Las palabrotas entraron en nuestra casa este año y la culpa no es de los demás niños del colegio cuyos padres no se preocupan por su educación, como suele ser. La culpa es mía. O el mérito, según se mire.
Obviamente, mis dos hijos, de siete y cinco años, sabían que las palabrotas existen, pero nunca las usaban en casa y quiero pensar que tampoco en el cole. Estaban prohibidísimas. Pero hace poco leí un artículo que me hizo reconsiderar mi actitud.
En el artículo el padre de una niña explicaba por qué decidió permitirle a su hija utilizar palabrotas.
Lo leía mientras estaba supervisando el suplicio de todos los días, la preparación de los deberes de mi hijo mayor, el de siete. Levanté la vista de la pantalla y lo ví: triste, más desesperado con cada “venga” que le decía, intentando mantener la concentración a pesar de lo aburrido de la tarea…
Pensé en que los adultos tenemos un nivel de exigencia con nuestros hijos que no tenemos con nosotros mismos: les pedimos que cumplan con sus obligaciones cuando nosotros las posponemos o las ignoramos, que estén motivados y disfruten de tareas absurdas, que se sienten rectos cuando nosotros nos sentamos como nos apetece.
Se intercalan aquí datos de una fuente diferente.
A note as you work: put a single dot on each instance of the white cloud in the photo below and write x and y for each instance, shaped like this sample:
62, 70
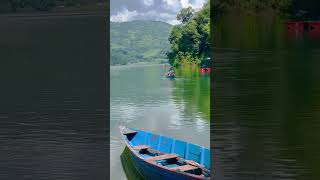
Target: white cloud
176, 5
148, 2
124, 15
173, 5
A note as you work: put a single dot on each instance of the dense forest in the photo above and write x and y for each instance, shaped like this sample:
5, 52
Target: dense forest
139, 41
291, 9
190, 41
16, 6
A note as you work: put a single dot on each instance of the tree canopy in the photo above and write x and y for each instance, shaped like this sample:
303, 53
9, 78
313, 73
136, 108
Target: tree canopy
190, 41
139, 41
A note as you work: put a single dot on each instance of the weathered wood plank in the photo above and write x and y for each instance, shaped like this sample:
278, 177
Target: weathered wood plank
162, 157
140, 147
185, 168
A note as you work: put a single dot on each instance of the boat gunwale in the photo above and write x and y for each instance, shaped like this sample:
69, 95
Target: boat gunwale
185, 174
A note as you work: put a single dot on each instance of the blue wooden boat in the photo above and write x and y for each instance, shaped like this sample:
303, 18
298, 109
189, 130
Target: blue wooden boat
160, 157
170, 75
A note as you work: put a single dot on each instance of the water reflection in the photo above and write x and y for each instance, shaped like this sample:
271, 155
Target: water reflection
141, 97
128, 167
266, 95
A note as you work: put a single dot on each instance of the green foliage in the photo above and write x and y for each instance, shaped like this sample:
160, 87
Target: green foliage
190, 42
185, 14
139, 41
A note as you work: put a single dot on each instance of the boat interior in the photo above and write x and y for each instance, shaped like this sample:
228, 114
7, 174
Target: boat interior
170, 153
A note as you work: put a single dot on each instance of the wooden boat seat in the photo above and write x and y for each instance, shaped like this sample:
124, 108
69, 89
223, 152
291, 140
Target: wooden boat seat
127, 131
162, 157
140, 147
185, 168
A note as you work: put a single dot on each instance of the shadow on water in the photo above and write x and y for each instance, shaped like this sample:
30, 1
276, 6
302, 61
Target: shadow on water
194, 91
128, 167
266, 102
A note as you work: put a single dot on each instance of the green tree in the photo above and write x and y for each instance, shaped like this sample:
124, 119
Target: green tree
190, 41
185, 14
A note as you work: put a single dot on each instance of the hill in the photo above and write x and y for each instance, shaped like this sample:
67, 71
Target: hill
139, 41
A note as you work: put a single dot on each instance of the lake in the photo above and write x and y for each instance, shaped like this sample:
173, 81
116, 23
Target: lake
141, 97
53, 106
266, 100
Entendemos también que tenemos derecho a quejarnos cuando nuestro trabajo no nos gusta y perder los papeles cuando estamos cansados, agobiados o tristes. Nuestro estado disculpa nuestro comportamiento. Un niño en edad escolar, en cambio, no tiene estos lujos. Tiene que comportarse siempre de manera impecable, a pesar de tener menos herramientas de autocontrol.
Entonces decidí hacerle un pequeño regalo a mi sufrido estudiante de segundo de primaria. Le llamé, le cogí en brazos y le pregunté: "¿Estás triste?" "Sí…" "¿Agobiado?" "Sí…" "¿Te apetece decir una palabrota?"
Me miró desconcertado. Le expliqué que los adultos usamos las palabrotas cuando estamos estresados, nos ayudan a sentirnos un poco mejor y que si quería, lo podía intentar. Se acercó y me dijo al oído “Jo..r”. Luego “mie..a”. Hizo una pausa. Soltó una carcajada. Luego me besó y me dijo, también al oído: “Te quiero, mamá”.
Las cosas no han cambiado mucho en casa. Las palabrotas siguen estando prohibidas. Los deberes siguen siendo un suplicio para los dos. Pero mi hijo sabe ahora que en caso de necesidad tiene un truco mágico: acercarse a mi y decirme una palabrota. Al oído, para que no la oiga nadie más. Es nuestro secreto.